London-Based Biologist Advocates Reproduction Without Sex, Don’t Throw Out Your Marvin Gaye CDs Just Yet

shutterstock_84631033Our fertility declines in our thirties, greatly so, but are we ready for a world like the one London-based biologist and science writer Aarathi Prasad suggests, where most of our babies are conceived in laboratories and born via in vitro fertilization? It’s an interesting premise, that in the years to come women will no longer have to worry about their biological clocks and can focus on their careers during their prime working years before starting on a family, but part of me has this romanticized version of conception that involves old school R&B recordings and some nice wine beforehand. From CNN.com:

“in the next 20 years, more young people will freeze their eggs and [sperm] in their 20s, and bank them for later use. They will do away with the need for contraception by being sterilised, and withdraw their eggs and sperm from the bank when they are ready to have a child via IVF.”

That is certainly one option as we develop greater capabilities to store eggs more reliably and safely so that they are not damaged by the freezing/thawing process meant to preserve them. But in the next 20 years, there could be other developments on their way to the clinic.
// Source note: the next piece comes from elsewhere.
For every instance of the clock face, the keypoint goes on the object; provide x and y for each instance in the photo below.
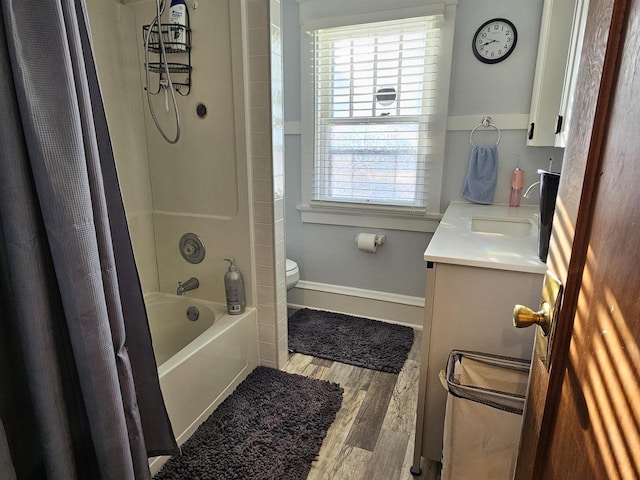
(495, 40)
For example — also to avert damage — freezing strips of ovarian tissue instead of eggs, or tapping into recently identified reserves of ovarian stem cells that could be turned into a fresh supply of eggs for a woman, at any age; or even creating to order eggs (or sperm) from skin or bone marrow stem cells of men and women.
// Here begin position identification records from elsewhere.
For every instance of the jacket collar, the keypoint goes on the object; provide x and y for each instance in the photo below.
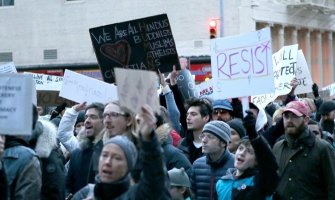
(220, 162)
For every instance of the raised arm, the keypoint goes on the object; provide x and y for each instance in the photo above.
(66, 127)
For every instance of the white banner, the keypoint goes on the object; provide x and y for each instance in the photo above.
(47, 82)
(16, 104)
(284, 66)
(136, 88)
(303, 75)
(80, 88)
(8, 68)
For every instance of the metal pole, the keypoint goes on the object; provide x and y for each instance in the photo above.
(221, 18)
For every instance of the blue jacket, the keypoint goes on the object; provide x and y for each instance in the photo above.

Early experiments with mice have shown that both sperm and eggs can be generated from the stem cells of males, and eggs from that of females, and that they can be fertilized to produce viable young.

 

The arguments Prasad present in her article make a lot of sense to me, an egalitarian society for our daughters, giving same-sex couples the chance of having their own genetic children, not forcing women to have to decide between career and family during the prime working years of her life, but part of it all sounds a bit clinical and cold to me. The idea that people could all choose sterilization and then have the ability to create a baby in a laboratory at a later date. It’s a concept that won’t ever directly affect me, considering my baby making days are over, but I guess a future with so much choice is something I find interesting for my daughter. I just hope she keeps the hand-me down Marvin Gaye and Barry White CDs for non-reproductive romance time.